Building something brokers can trust

The feedback from advisers testing the system has been less about what it does than how it sounds. Warm without being unsettling. Helpful without feeling fake. That is harder than the engineering.

Lynch reaches for the uncanny valley – the unease people feel when something appears almost human but falls just short – to describe what they are trying to avoid. "Be a good, friendly, useful, personable machine, but be a machine. Don't try to be anything else. And if someone mentions they've got a thatched roof and the system needs to escalate, you don't want the customer going, 'But I thought I was talking to a person'."

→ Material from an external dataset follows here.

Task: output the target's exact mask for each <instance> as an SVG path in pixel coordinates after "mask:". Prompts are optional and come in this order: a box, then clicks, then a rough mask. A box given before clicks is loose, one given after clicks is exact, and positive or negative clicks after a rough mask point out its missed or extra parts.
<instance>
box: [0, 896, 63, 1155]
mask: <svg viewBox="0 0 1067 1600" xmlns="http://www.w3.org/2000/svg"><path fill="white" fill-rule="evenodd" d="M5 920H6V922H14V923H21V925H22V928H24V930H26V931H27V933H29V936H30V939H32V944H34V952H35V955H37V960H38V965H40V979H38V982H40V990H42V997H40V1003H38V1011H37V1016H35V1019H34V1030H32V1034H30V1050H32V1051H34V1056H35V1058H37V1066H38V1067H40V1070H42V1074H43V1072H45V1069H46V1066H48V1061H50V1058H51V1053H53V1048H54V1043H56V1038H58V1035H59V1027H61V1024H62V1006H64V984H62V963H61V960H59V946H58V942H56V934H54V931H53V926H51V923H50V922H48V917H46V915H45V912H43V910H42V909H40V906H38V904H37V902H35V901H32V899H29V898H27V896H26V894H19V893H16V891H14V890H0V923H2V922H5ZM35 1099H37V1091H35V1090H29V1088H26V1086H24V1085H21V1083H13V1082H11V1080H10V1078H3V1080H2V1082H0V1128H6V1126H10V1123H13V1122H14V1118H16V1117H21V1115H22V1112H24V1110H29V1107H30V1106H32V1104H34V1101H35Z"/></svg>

Behind the conversational layer, conventional code runs continuously, watching for signs of distress, confusion, or repeated questions. Transcripts are kept throughout. "In the early days, we will have people who will check those transcripts," Lynch said. "We will have to check its work. Of course we will, and we will build our confidence in that way. That's just your normal continuous improvement. That's no different to running a normal customer service team. I think this is maybe where some people get lost with AI. They think that by having AI, you can magically not have customer services or not have QA. Actually, you probably need more of it."

Why AI will not replace the adviser

Klarna cut large numbers of customer service staff, then started hiring them back. Ford let go of experienced engineers. Some have been difficult to rehire. Lynch has watched both from a distance. He is not sure the industry has drawn the right conclusions.

"I view it as an augmentative technology," he said. "It's not like the toaster, where we all stopped holding bread on a metal spike over our coal fires. Think about email. We thought that was going to make everything better, and now we all sit with inboxes that are out of control."

Mortgage brokers face something specific. Clients are arriving at meetings having already asked ChatGPT whether to fix or track, what the latest base rate decision means, whether they can afford what they think they can afford. Some of what they have been told will be wrong, or incomplete, or subtly misleading. The adviser has to unpick it, with authority and without dismissing the client.

"Your broker needs to be able to say, ‘I know it's told you that, but it makes mistakes, and this is the why to that and why I’m going to tell you this’, so it’s a huge challenge," Lynch said. "It used to be a mate down the pub told me this. Now the mate in the pub is in everyone's pocket, 24 hours a day."

He is not pessimistic, but he is direct about where the risk sits. "Go and ask AI about something you know nothing about and you'll think it's fantastic. Go and ask it about something you're a real expert in, and you'll go, ‘That's not actually right’. Where's the nuance? Where's the value? That would be the difference between reading a random blog and going to an adviser and saying, ‘This is my problem’."